In its first-page editorial, Magyar Narancs ridicules the impromptu press conference convened by the police after the latest student demonstration to show the objects demonstrators used to attack the police, including plastic bottles, beer cans, a flagpole, a fishing rod, a bolt, and a nut. The liberal weekly doesn’t accept the official explanation, whereby the police refrained from using teargas against a group of demonstrators who wanted to penetrate the empty offices of the governing party late at night. They quote participants who accuse the police of beating them with truncheons and using electric tasers in several cases. The editors hope that students will not be intimidated and will continue to demonstrate against the government.

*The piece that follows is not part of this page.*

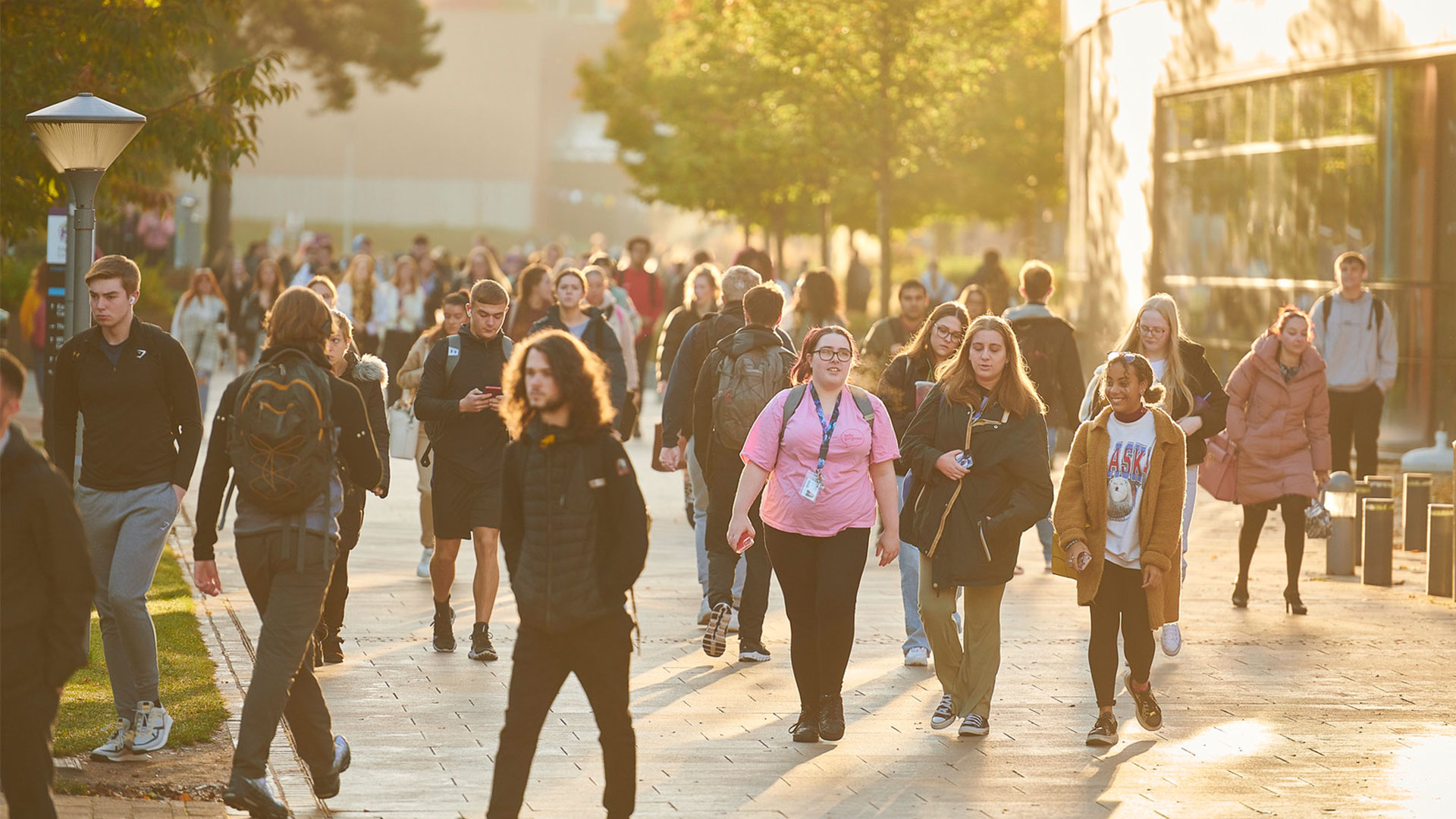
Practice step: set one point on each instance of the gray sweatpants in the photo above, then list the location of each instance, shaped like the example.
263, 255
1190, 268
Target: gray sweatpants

In Magyar Hang, István Dévényi mentions that while in Romania almost two thirds of teachers were involved in a national strike to demand wage hikes, in Hungary, teachers and their supporters confine their protest to demonstrations. And since the several thousand strong protest last month didn’t yield any result, he understands that some frustrated young people chose to clash with the police. He finds it disheartening that only 1.2% of young people who applied for universities this year marked teachers’ courses as their first choice. Meanwhile, he complains that according to a recent opinion poll, 55% of Fidesz voters declared they were satisfied with the government’s performance in public education.

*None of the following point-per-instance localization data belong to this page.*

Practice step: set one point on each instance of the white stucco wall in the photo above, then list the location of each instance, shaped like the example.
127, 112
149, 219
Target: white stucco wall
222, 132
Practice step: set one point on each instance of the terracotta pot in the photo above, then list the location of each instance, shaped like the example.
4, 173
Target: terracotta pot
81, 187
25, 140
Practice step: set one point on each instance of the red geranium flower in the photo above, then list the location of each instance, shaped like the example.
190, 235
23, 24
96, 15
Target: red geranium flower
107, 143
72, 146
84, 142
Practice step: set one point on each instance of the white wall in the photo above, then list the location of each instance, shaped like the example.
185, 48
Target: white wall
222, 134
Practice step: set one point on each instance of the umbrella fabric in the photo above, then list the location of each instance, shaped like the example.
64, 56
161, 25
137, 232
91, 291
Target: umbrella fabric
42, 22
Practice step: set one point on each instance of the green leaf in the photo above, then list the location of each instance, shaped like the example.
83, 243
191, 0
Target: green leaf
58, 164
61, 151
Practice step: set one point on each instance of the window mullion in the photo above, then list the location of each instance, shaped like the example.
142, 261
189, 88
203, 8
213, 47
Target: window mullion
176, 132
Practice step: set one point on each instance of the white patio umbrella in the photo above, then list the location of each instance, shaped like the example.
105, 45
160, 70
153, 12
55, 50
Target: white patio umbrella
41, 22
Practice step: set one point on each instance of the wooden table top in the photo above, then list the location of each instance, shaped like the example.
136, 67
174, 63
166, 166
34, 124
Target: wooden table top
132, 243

In his regular Heti Világgazdaság column, Arpád W. Tóta finds it scandalous that a mere three students among those applying for universities put biology and chemistry, whereas only a single one marked physics as their first choice. He dismisses the government’s explanation that teachers’ wages are not being raised to the desired extent because the European Union is holding back funds due to Hungary. He argues that the crisis is too deep to be explained away by putting the blame at the doorstep of the European Commission. In a sarcastic remark, he accuses the police of taking it upon themselves to ‘educate’ children with their truncheons. Nevertheless, he welcomes the choice of the lonely student who wants to study physics as proof that that young person at least is confident that ‘all this will end within the next five years’.

Demokrata’s Gábor Bencsik believes that the opposition set a trap for the police by inciting students to try and penetrate the empty Fidesz headquarters. The police in fact could not allow a Hungarian version of the storming of Capitol Hill in Washington in 2021, and therefore had no choice but to repel the demonstrators. As a result, photographers could capture pictures that could be used as propaganda tools in Hungary and abroad. However, 80% of the electorate doesn’t buy that story and realises that those kids were sent against the police by adults, he continues. It is no surprise that in eight local by-elections out of ten, the electorate chose Fidesz candidates, he concludes.